I'm quoting Understanding Machine Learning: From Theory to Algorithms, Cambridge University Press, 2014:
Definition 2.1 (The Realizability Assumption). There exists $h^{\star} \in \mathcal{H}$ s.t. $L(D, f )(h^{\star}) = 0$. Note that this assumption implies that with probability 1 over random samples, S, where the instances of S are sampled according to D and are labeled by f, we have $L_{S}(h^{\star})=0$.

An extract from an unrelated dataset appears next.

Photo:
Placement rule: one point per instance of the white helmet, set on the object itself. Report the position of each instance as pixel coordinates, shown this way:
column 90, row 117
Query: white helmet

My understanding of the second sentence in this definition is that because $h^{\star}$ satisfies the equation $L(D, f )(h^{\star}) = 0$, so every prediction made by $h^{\star}$ on every example $x$ sampled from the domain set $\mathcal{X}$ is correct (otherwise the loss $L(D, f )(h^{\star})$ will not equal 0). Equivalently, every prediction made by $h^{\star}$ is correct. Therefore, for any sample $S$ sampled from $\mathcal{X}$ we have $L_{S}(h^{\star})=0$.
However what I'm stumble upon is when the author further collaborates on this def.:
The realizability assumption implies that for every ERM hypothesis we have that $L_{S}(h_{S})=0$.
I don't quite get what the author means here since every ERM hypothesis $h_{S}$ is found based on some subjective minimization algorithm, which in turn, depends on a number of other factors, such as the choice of the loss function, the sample size, the algorithm complexity and thus may not always converge to $h^{\star}$?